Thu Jun 22 11:06:11 2017
±-----------------------------------------------------+
| NVIDIA-SMI 352.63 Driver Version: 352.63 |
|-------------------------------±---------------------±---------------------+
| GPU Name Persistence-M| Bus-Id Disp.A | Volatile Uncorr.
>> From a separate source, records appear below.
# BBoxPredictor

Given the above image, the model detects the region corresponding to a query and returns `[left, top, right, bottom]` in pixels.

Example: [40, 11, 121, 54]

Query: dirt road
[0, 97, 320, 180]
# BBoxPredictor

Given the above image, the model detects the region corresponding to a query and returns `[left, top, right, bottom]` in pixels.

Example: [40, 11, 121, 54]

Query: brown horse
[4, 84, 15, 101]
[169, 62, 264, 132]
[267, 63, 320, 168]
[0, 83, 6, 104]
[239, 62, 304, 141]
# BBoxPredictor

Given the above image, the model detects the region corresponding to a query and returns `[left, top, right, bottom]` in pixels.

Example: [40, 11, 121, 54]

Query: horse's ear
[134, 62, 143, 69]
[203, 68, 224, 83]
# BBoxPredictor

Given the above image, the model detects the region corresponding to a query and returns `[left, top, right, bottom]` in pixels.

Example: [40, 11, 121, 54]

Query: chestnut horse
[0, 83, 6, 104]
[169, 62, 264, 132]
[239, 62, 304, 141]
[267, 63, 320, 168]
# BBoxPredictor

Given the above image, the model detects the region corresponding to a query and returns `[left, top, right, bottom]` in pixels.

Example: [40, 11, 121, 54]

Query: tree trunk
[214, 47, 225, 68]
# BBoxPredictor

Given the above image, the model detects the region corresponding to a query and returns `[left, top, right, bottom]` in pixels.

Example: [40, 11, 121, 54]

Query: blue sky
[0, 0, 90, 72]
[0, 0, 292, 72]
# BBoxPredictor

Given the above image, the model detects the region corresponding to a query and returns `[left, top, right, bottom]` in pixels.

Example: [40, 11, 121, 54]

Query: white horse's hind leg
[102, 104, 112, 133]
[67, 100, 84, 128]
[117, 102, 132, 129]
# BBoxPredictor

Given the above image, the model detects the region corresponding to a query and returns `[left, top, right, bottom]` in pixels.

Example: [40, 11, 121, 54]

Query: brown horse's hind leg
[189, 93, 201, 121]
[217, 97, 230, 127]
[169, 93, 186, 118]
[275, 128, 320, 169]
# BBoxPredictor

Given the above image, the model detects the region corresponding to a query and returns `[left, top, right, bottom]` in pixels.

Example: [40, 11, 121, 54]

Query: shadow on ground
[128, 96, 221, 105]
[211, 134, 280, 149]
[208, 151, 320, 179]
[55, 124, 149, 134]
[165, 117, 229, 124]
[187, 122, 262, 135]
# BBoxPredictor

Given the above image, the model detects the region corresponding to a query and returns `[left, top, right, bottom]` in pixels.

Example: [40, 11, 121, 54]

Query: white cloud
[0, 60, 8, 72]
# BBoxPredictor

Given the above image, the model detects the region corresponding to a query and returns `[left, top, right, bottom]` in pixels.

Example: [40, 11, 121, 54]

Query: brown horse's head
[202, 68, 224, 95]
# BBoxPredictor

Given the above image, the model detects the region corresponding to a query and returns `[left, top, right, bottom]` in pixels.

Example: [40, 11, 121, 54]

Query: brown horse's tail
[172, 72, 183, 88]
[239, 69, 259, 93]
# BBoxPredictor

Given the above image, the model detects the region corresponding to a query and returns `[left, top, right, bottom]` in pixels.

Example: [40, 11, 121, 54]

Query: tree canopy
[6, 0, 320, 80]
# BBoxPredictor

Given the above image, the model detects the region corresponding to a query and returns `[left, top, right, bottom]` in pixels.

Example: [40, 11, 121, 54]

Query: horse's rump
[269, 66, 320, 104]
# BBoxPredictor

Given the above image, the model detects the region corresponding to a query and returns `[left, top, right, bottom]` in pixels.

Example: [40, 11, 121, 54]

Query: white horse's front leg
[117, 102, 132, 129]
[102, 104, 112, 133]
ECC |
| Fan Temp Perf Pwr:Usage/Cap| Memory-Usage | GPU-Util Compute M. |
|===============================+======================+======================|
| 0 GeForce GTX 460 ERR! | ERR! ERR! | ERR! |
|ERR! ERR! ERR! ERR! / ERR! | 124MiB / 1023MiB | ERR! ERR! |
±------------------------------±---------------------±---------------------+
| 1 GeForce GTX 460 Off | 0000:05:00.0 N/A | N/A |
| 25% 52C P12 N/A / N/A | 3MiB / 1023MiB | N/A Default |
±------------------------------±---------------------±---------------------+
| 2 GeForce GTX 460 Off | 0000:06:00.0 N/A | N/A |
| 20% 44C P12 N/A / N/A | 3MiB / 1023MiB | N/A Default |
±------------------------------±---------------------±---------------------+

±----------------------------------------------------------------------------+
| Processes: GPU Memory |
| GPU PID Type Process name Usage |
|=============================================================================|
| 0 ERROR: GPU is lost |
| 1 Not Supported |
| 2 Not Supported |
±----------------------------------------------------------------------------+

the other information:

mayang@gpu-cluster-5:~$ lspci | grep ‘NVIDIA’
04:00.0 VGA compatible controller: NVIDIA Corporation GF104 [GeForce GTX 460] (rev ff)
04:00.1 Audio device: NVIDIA Corporation GF104 High Definition Audio Controller (rev ff)
05:00.0 VGA compatible controller: NVIDIA Corporation GF104 [GeForce GTX 460] (rev a1)
05:00.1 Audio device: NVIDIA Corporation GF104 High Definition Audio Controller (rev a1)
06:00.0 VGA compatible controller: NVIDIA Corporation GF104 [GeForce GTX 460] (rev a1)
06:00.1 Audio device: NVIDIA Corporation GF104 High Definition Audio Controller (rev a1)
mayang@gpu-cluster-5:~$ dmesg | grep ‘NVRM’
[ 13.361468] NVRM: loading NVIDIA UNIX x86_64 Kernel Module 352.63 Sat Nov 7 21:25:42 PST 2015
[74341.542523] NVRM: GPU at 0000:04:00.0 has fallen off the bus.
[74341.542535] NVRM: A GPU crash dump has been created. If possible, please run
[74341.542535] NVRM: nvidia-bug-report.sh as root to collect this data before
[74341.542535] NVRM: the NVIDIA kernel module is unloaded.


If your GPU is reporting a certain temperature it’s not lying and that’s a reason to get worried. I’d even say that anything above 80C is a very bad temperature to sustain.

Being you I’d replace a thermal paste and made sure there’s a good ventilation in your case.